Environmental and Public Protection Cabinet
Firefighter Safety Awareness Day is May 17
FRANKFORT, Ky. (May 15, 2006) - More than 27,000 wildfires have burned nearly 250,000 acres across the southern United States this year, claiming at least two dozen lives. This has moved Leah MacSwords, the Kentucky state forester and director of the Kentucky Division of Forestry, to join with other state and federal wildland fire agencies in the South to call for a special Firefighter Safety Awareness Day on May 17.
According to state and federal wildland fire officials, the pace of this fire season has been of historic proportions across the southern United States. Record wildfires have destroyed many homes and businesses in Texas and Oklahoma and other southern states.
Kentucky has had 1,396 wildfires burning 42,582 acres this year. During the same period in 2005, Kentucky had 660 wildfires that burned 12,634 acres.
Hurricane debris from the past two years has resulted in a major increase in fire intensity and decreased ability to quickly control fires in Alabama, Florida, Louisiana, Mississippi and Texas. "Spring storms and remnants of past ice storms in Kentucky have dramatically increased the amount of fuel in our forests," said MacSwords.
Significant drought conditions continue in Texas and Oklahoma, the entire Gulf Coast and Florida. Another extreme drought pocket covers much of Virginia and North Carolina.
As bad as the winter and spring of 2006 have been, the potential exists for conditions to get even worse, according to the National Weather Service.

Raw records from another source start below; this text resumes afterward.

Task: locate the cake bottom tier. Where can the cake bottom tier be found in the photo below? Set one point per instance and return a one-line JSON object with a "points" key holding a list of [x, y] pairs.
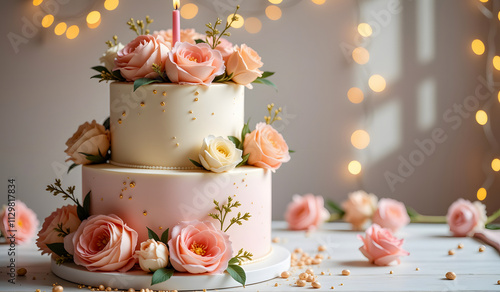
{"points": [[160, 199]]}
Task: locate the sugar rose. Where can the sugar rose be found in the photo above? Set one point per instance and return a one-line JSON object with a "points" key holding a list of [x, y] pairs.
{"points": [[193, 64], [65, 219], [244, 64], [198, 247], [266, 146], [90, 138], [104, 243], [306, 212], [466, 218], [359, 208], [381, 247], [218, 154], [18, 220], [136, 59], [152, 255], [391, 214]]}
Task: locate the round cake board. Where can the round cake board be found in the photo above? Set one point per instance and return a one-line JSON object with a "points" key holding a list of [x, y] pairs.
{"points": [[268, 268]]}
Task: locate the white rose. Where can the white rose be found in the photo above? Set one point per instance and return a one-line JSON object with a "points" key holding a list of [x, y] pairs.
{"points": [[219, 154], [108, 58], [152, 255]]}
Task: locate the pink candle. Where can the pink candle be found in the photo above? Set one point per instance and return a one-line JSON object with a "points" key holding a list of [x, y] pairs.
{"points": [[176, 23]]}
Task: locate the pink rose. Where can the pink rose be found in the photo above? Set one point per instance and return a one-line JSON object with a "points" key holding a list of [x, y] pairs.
{"points": [[244, 64], [89, 139], [465, 218], [136, 59], [193, 64], [306, 212], [104, 243], [381, 247], [198, 247], [18, 221], [359, 208], [65, 217], [266, 146], [391, 214]]}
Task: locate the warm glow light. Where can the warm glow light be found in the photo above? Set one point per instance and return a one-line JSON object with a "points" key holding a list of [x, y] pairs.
{"points": [[477, 47], [60, 28], [360, 55], [354, 167], [273, 12], [47, 20], [481, 117], [360, 139], [365, 29], [377, 83], [253, 25], [189, 11]]}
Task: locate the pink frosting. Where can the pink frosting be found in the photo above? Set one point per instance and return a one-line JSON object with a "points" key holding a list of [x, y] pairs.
{"points": [[198, 247], [24, 226], [104, 243], [67, 216], [465, 218], [306, 212], [381, 247], [391, 214], [266, 146], [193, 64], [136, 59]]}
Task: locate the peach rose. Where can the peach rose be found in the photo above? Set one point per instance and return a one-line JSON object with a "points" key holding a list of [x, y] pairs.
{"points": [[391, 214], [198, 247], [244, 64], [18, 223], [466, 218], [266, 146], [381, 247], [359, 208], [65, 217], [193, 64], [89, 139], [136, 59], [104, 243], [306, 212]]}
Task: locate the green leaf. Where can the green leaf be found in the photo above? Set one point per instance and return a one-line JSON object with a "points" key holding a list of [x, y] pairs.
{"points": [[161, 275], [237, 273]]}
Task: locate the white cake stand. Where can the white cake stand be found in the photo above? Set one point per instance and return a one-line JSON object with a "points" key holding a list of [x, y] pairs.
{"points": [[266, 269]]}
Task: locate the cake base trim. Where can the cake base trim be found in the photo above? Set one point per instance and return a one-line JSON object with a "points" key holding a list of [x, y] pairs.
{"points": [[267, 269]]}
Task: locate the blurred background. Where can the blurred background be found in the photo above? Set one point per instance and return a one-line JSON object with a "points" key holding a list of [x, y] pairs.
{"points": [[398, 98]]}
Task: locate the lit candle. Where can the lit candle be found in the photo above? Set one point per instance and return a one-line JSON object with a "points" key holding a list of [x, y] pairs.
{"points": [[176, 23]]}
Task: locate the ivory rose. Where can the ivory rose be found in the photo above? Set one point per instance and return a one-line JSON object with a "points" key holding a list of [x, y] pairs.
{"points": [[104, 243], [381, 247], [136, 59], [359, 208], [23, 226], [266, 146], [244, 64], [391, 214], [466, 218], [65, 217], [218, 154], [193, 64], [152, 255], [89, 139], [198, 247], [306, 212]]}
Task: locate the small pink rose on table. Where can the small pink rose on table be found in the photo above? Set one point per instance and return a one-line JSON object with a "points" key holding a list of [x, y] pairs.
{"points": [[25, 224], [198, 247], [381, 247], [306, 212]]}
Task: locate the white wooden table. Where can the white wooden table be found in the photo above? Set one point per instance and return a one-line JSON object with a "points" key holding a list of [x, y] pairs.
{"points": [[428, 246]]}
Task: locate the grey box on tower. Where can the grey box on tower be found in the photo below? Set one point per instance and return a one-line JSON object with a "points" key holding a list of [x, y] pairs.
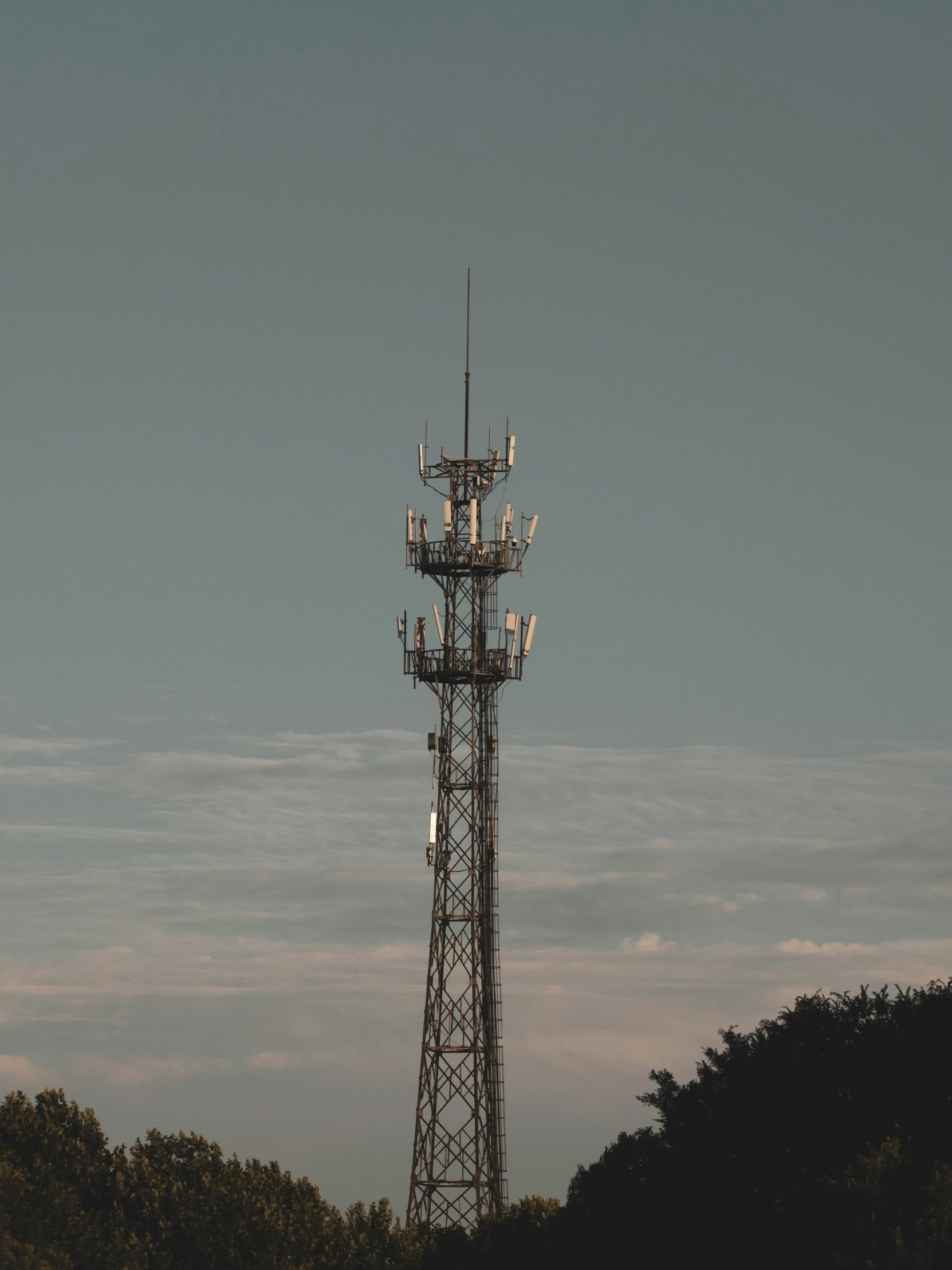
{"points": [[463, 654]]}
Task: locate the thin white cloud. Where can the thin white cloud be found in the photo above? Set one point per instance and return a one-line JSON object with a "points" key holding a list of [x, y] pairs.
{"points": [[18, 1072], [268, 902]]}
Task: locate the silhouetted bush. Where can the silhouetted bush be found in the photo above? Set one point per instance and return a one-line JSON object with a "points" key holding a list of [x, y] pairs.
{"points": [[820, 1138]]}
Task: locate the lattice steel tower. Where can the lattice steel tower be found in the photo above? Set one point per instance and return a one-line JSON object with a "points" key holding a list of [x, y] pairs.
{"points": [[459, 1166]]}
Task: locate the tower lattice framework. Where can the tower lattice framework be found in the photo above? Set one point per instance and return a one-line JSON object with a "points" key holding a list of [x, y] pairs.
{"points": [[459, 1161]]}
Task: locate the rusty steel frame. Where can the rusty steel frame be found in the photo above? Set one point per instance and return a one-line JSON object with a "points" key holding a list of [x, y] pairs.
{"points": [[459, 1161]]}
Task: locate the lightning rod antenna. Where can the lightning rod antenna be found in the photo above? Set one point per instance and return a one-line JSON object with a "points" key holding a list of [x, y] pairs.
{"points": [[466, 428]]}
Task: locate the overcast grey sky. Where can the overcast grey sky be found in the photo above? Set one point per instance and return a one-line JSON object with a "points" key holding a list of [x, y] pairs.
{"points": [[711, 289]]}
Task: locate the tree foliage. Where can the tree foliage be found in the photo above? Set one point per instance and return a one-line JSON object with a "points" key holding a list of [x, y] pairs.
{"points": [[823, 1138]]}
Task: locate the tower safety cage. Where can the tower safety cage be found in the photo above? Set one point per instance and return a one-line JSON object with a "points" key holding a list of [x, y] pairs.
{"points": [[465, 654]]}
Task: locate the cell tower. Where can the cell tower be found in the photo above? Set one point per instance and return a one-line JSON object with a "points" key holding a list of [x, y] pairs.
{"points": [[459, 1166]]}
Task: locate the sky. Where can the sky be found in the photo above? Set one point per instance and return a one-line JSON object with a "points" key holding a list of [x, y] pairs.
{"points": [[711, 279]]}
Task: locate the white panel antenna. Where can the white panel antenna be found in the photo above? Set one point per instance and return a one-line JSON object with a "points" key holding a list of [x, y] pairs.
{"points": [[530, 632]]}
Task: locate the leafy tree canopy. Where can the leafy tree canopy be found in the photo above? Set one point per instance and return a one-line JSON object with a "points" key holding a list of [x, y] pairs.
{"points": [[821, 1138]]}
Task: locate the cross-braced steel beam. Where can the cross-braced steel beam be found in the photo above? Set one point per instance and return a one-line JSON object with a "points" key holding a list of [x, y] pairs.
{"points": [[459, 1163]]}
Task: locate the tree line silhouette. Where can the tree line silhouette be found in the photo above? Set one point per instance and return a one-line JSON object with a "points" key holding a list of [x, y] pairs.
{"points": [[823, 1138]]}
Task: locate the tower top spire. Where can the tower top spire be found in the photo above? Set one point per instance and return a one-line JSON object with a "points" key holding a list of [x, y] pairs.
{"points": [[466, 413]]}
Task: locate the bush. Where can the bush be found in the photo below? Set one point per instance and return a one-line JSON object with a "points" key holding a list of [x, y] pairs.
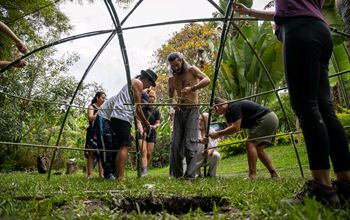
{"points": [[283, 139], [344, 118]]}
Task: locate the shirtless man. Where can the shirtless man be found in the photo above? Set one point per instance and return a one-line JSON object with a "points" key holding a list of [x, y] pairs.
{"points": [[19, 44], [185, 80]]}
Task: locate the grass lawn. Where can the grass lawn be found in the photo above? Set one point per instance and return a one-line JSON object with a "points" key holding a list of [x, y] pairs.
{"points": [[31, 196]]}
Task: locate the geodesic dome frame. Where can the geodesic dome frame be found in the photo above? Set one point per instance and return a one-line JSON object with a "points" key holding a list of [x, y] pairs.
{"points": [[227, 20]]}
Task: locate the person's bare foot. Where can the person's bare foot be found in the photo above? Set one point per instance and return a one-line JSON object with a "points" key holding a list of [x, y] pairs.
{"points": [[275, 176], [251, 177]]}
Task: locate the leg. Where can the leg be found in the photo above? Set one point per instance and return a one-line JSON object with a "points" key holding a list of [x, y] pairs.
{"points": [[190, 140], [100, 168], [213, 163], [150, 147], [143, 149], [90, 164], [252, 158], [303, 57], [265, 159], [122, 157], [177, 148]]}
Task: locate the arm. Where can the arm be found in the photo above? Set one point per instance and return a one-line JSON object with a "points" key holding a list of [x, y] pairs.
{"points": [[265, 15], [19, 44], [171, 93], [231, 129], [171, 89], [19, 64], [137, 90], [91, 115], [203, 79]]}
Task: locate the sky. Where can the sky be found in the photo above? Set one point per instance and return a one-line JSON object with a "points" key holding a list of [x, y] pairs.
{"points": [[140, 43]]}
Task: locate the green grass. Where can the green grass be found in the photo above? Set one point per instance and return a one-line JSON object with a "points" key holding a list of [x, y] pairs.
{"points": [[32, 196]]}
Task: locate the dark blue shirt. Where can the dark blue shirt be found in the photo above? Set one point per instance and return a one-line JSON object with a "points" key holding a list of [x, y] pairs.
{"points": [[151, 114], [245, 110]]}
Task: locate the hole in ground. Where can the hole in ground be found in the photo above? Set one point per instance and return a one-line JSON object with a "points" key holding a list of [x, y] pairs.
{"points": [[175, 204]]}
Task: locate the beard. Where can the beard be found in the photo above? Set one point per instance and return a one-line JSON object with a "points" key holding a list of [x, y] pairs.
{"points": [[182, 70]]}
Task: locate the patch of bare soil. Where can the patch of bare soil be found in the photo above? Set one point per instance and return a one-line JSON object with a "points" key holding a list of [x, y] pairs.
{"points": [[171, 204]]}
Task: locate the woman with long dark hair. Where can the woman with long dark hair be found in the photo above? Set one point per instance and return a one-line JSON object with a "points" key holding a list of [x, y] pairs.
{"points": [[93, 139], [307, 49]]}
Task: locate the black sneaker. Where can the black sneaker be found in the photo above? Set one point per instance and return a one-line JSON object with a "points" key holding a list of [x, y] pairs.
{"points": [[343, 191], [312, 189]]}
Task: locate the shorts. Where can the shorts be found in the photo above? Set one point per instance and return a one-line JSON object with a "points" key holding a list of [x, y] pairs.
{"points": [[151, 138], [265, 126], [121, 132]]}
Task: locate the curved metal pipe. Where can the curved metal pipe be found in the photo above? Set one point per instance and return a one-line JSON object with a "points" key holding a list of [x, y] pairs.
{"points": [[75, 93]]}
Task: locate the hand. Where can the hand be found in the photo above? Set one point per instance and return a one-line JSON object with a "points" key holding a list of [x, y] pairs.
{"points": [[176, 108], [238, 7], [205, 154], [186, 90], [20, 64], [214, 135], [21, 47], [140, 129], [204, 140], [146, 126]]}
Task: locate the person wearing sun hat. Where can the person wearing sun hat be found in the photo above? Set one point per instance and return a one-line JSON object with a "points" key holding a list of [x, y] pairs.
{"points": [[121, 118]]}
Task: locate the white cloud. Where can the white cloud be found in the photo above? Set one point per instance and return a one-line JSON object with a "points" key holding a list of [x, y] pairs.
{"points": [[140, 43]]}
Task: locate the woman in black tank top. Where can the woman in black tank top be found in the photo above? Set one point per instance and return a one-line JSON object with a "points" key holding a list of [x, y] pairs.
{"points": [[93, 139]]}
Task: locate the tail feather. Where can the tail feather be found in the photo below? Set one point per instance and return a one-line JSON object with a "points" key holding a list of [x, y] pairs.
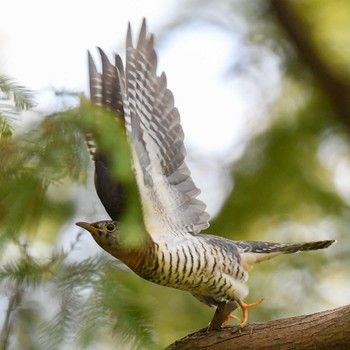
{"points": [[288, 248], [256, 252]]}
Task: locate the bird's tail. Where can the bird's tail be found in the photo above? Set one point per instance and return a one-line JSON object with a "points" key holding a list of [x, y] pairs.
{"points": [[256, 252], [288, 248]]}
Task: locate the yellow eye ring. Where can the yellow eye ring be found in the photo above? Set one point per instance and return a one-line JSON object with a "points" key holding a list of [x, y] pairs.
{"points": [[110, 227]]}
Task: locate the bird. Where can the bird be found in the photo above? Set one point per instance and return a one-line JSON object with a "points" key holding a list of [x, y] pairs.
{"points": [[174, 252]]}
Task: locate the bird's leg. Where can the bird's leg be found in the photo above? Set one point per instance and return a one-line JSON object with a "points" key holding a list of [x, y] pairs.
{"points": [[222, 314], [245, 308]]}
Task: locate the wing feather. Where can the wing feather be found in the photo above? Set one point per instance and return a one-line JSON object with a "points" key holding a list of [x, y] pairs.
{"points": [[167, 190]]}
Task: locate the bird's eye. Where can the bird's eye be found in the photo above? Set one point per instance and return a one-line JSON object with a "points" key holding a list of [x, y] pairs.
{"points": [[110, 227]]}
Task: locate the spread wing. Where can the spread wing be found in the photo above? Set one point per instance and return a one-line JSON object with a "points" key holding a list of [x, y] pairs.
{"points": [[105, 90], [168, 193]]}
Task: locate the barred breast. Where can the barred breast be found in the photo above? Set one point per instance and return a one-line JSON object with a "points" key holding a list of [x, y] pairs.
{"points": [[203, 265]]}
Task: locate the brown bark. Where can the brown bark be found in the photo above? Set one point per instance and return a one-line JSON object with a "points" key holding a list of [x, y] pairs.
{"points": [[323, 330]]}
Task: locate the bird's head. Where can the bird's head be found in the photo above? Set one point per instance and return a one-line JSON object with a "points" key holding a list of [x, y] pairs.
{"points": [[105, 233]]}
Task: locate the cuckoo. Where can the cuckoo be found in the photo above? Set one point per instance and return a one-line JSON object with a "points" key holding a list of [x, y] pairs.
{"points": [[175, 253]]}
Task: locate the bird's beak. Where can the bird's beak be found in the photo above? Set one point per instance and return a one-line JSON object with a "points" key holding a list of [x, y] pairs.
{"points": [[87, 226]]}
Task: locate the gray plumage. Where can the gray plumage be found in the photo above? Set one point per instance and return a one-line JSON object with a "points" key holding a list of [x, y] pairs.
{"points": [[174, 254]]}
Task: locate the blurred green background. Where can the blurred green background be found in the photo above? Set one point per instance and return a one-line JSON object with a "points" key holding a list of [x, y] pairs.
{"points": [[286, 179]]}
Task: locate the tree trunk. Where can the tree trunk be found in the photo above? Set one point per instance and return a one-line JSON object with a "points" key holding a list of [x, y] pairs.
{"points": [[323, 330]]}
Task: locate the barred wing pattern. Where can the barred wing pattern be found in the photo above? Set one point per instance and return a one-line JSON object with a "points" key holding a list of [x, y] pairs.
{"points": [[105, 90], [167, 190]]}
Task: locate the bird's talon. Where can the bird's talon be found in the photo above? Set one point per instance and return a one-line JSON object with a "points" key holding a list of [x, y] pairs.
{"points": [[245, 308]]}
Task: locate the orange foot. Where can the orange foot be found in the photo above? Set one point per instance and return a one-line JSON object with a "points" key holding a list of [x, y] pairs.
{"points": [[245, 308], [230, 317]]}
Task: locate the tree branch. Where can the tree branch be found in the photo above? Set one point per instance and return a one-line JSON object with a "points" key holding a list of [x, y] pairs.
{"points": [[323, 330]]}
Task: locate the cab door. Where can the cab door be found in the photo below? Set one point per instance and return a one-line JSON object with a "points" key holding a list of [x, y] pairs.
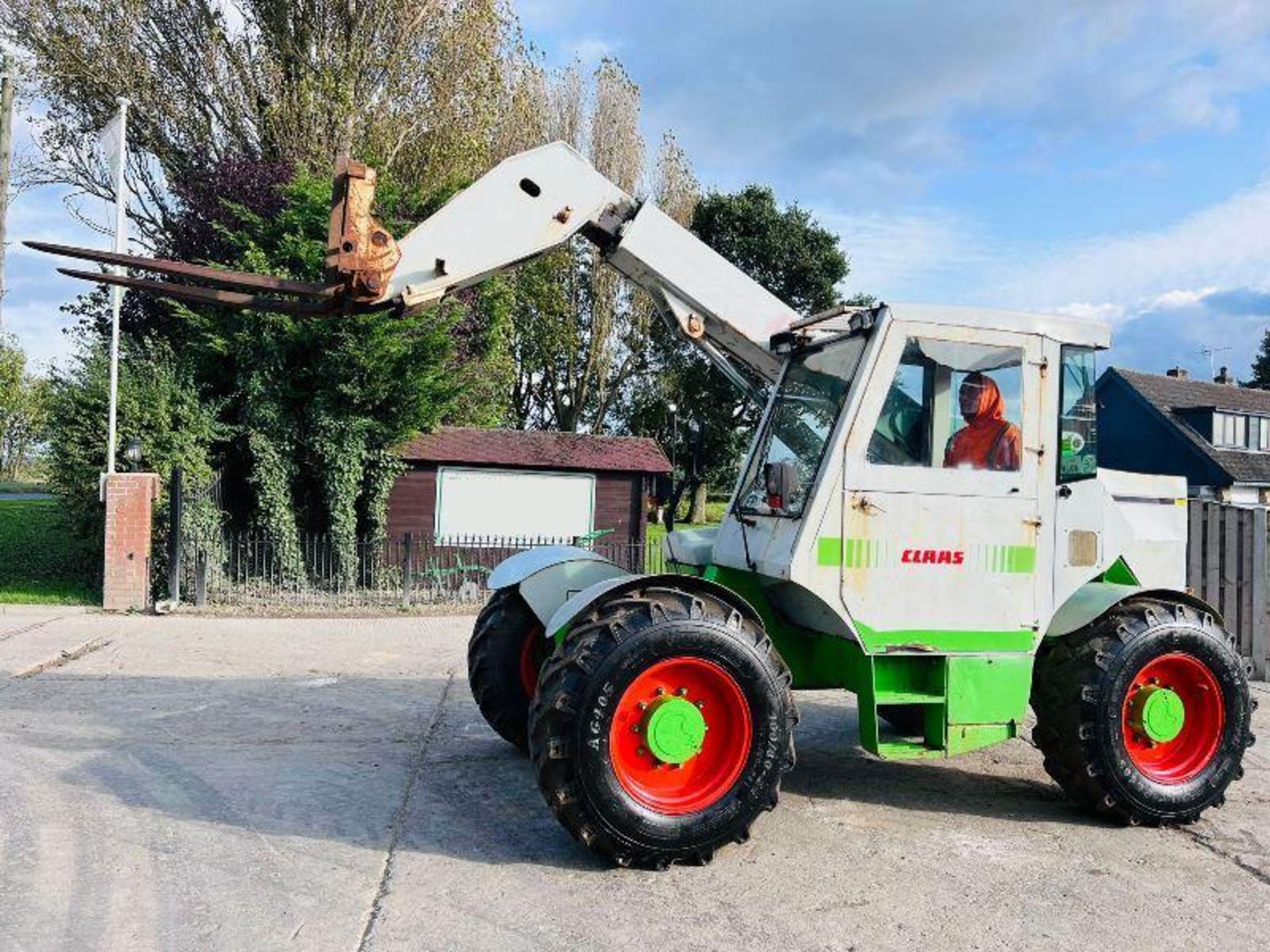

2006 has seen an unprecedented loss of life and serious injuries to local, state and federal agency firefighters as well as civilians.
At least six firefighters and 18 civilians in the southern United States have died as a result of wildland fire-related accidents. Accidents caused by wildfires have also resulted in serious injuries and loss of equipment.
Firefighters in the 13 southern states will participate in the special Fire Safety Awareness Day on Wednesday, May 17. The day will start with a moment of silence for firefighters who have lost their lives this year, followed by a 10-minute stand-down for safety.
"We are asking Kentucky firefighters to take a pause for safety on May 17 to make sure they are focused on safety fundamentals," MacSwords said. "We have an awesome responsibility to protect public safety as well as our valuable natural resources, but one life lost to wildfire is one too many."